### Context

My question is about the "proof of claim" on page 84 of Goresky and MacPherson's "Intersection Homology II". For ease of reading, here's the claim:

Claim:Suppose $X$ is a topological pseudomanifold$^*$ and $\mathbf A^\bullet$ is a topologically constructible$^*$ complex of sheaves on $X$. For any $x\in X$ there is a neighborhood basis $U_1\supset U_2\supset U_3\supset\ldots$ such that for each $i$ and $m$, the restriction map $$H^i(U_m; \mathbf{A}^\bullet) \to H^i(U_{m+1}; \mathbf{A}^\bullet)$$ is an isomorphism.

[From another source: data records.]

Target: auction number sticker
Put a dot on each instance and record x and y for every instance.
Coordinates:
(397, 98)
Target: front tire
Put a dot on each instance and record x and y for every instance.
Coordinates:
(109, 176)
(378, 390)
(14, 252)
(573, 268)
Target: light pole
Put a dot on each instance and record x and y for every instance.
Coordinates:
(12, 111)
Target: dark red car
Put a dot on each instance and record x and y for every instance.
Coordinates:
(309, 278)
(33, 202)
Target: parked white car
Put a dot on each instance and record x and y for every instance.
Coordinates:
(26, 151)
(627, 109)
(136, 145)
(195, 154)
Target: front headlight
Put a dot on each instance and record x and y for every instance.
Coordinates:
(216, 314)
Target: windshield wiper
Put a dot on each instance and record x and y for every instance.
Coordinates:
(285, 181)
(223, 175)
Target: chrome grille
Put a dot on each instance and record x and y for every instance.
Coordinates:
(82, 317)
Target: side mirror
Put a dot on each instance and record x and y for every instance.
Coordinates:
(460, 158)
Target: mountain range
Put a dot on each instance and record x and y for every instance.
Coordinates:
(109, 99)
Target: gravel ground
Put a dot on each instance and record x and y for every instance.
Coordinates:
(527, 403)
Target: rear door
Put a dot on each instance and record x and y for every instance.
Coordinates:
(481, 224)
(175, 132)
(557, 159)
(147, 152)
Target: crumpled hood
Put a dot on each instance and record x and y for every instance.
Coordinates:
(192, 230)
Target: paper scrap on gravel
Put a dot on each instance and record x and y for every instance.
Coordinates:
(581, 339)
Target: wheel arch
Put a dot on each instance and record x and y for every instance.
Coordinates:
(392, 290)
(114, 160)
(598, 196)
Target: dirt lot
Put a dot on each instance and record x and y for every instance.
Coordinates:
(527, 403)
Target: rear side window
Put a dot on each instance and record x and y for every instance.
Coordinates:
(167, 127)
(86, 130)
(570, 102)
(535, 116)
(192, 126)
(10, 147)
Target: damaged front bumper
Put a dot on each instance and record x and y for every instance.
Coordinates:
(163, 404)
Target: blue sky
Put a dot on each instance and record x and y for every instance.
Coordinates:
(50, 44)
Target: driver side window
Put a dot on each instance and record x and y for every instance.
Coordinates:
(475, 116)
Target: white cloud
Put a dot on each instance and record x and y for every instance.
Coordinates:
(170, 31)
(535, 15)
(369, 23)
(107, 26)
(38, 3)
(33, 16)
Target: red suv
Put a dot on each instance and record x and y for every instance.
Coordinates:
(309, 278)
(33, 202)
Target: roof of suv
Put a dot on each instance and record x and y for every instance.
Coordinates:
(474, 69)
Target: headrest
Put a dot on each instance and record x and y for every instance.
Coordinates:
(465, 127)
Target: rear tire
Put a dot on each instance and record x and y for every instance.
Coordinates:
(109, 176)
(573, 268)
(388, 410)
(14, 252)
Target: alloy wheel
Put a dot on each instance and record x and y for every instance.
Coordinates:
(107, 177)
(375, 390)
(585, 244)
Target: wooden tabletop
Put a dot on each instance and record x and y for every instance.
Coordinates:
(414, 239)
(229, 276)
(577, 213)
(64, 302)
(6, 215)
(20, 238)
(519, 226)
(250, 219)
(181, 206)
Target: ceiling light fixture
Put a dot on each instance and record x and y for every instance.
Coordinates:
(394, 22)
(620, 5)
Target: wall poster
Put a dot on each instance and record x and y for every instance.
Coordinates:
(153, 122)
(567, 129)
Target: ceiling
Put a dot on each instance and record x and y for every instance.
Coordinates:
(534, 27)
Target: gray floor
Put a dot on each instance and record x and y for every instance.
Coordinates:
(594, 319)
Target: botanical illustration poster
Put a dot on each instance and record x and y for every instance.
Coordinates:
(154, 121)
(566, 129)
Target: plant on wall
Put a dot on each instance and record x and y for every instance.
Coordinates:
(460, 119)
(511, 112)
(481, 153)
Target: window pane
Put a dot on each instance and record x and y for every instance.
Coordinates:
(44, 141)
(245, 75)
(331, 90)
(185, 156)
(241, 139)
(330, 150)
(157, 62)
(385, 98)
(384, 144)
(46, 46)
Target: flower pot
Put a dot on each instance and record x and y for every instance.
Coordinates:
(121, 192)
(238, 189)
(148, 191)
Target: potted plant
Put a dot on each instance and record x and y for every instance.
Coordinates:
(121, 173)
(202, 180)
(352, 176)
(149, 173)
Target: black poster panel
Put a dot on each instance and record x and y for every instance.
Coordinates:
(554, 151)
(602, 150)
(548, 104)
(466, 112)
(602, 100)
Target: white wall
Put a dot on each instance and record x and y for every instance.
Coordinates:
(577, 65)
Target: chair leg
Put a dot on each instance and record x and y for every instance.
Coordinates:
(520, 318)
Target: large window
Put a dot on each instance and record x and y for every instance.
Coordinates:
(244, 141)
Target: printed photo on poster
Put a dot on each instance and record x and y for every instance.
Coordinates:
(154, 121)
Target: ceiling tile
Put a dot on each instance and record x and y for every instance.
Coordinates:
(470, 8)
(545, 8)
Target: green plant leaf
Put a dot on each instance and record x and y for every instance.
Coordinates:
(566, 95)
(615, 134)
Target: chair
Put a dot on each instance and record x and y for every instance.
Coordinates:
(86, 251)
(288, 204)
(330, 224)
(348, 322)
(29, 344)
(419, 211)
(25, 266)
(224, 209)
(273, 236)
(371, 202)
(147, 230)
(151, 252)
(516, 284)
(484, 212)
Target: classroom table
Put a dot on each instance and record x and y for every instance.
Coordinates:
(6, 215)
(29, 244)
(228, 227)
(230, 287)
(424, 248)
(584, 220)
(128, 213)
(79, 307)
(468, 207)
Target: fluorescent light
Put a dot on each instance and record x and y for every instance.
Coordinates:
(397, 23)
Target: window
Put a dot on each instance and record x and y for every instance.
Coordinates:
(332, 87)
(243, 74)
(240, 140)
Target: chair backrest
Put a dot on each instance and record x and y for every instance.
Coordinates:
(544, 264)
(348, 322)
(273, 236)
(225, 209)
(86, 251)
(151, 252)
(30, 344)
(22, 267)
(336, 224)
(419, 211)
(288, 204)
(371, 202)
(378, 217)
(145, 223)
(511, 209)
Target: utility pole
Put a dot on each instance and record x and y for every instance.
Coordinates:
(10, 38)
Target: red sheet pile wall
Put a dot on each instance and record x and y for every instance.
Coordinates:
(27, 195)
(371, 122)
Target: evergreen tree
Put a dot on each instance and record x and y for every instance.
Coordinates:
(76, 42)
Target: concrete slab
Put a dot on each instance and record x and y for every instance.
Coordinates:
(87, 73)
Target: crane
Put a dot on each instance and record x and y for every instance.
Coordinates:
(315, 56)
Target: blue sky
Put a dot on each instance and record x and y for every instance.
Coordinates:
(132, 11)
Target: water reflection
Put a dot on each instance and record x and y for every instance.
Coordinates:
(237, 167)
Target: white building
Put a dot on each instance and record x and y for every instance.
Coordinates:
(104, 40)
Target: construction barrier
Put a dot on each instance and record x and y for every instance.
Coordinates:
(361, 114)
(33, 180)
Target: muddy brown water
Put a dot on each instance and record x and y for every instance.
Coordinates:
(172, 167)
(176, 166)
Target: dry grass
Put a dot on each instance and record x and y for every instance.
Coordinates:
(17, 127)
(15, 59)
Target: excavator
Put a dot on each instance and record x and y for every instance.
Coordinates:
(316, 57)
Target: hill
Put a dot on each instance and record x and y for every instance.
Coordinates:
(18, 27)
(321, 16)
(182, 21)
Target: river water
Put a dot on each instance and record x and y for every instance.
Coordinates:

$^*$ See [$\S$1.1 and $\S$1.4, loc. cit.] for the definitions of topological pseudomanifold and topologically constructible.

### My Question

The only part of the proof I'm having issues with is the very beginning, where the authors construct the neighborhood basis itself. They start by choosing a distinguished neighborhood $N\cong \Bbb R^i\times \operatorname{cone}^\circ(L)$ of the point $x$. They then consider the join $Y=S^{i-1}*L$ and assign it a stratification. I'm OK so far. However, they then say, "Choose a stratum preserving homeomorphism $\psi\colon \operatorname{cone}^\circ(Y)\to N$ with $\psi(\text{vertex})=x$."

Question:(1) Why are $\operatorname{cone}^\circ(Y)$ and $N$ homeomorphic, and (2) why does there exist a stratum preserving homeomorphism (with $\psi(\text{vertex})=x$) between them?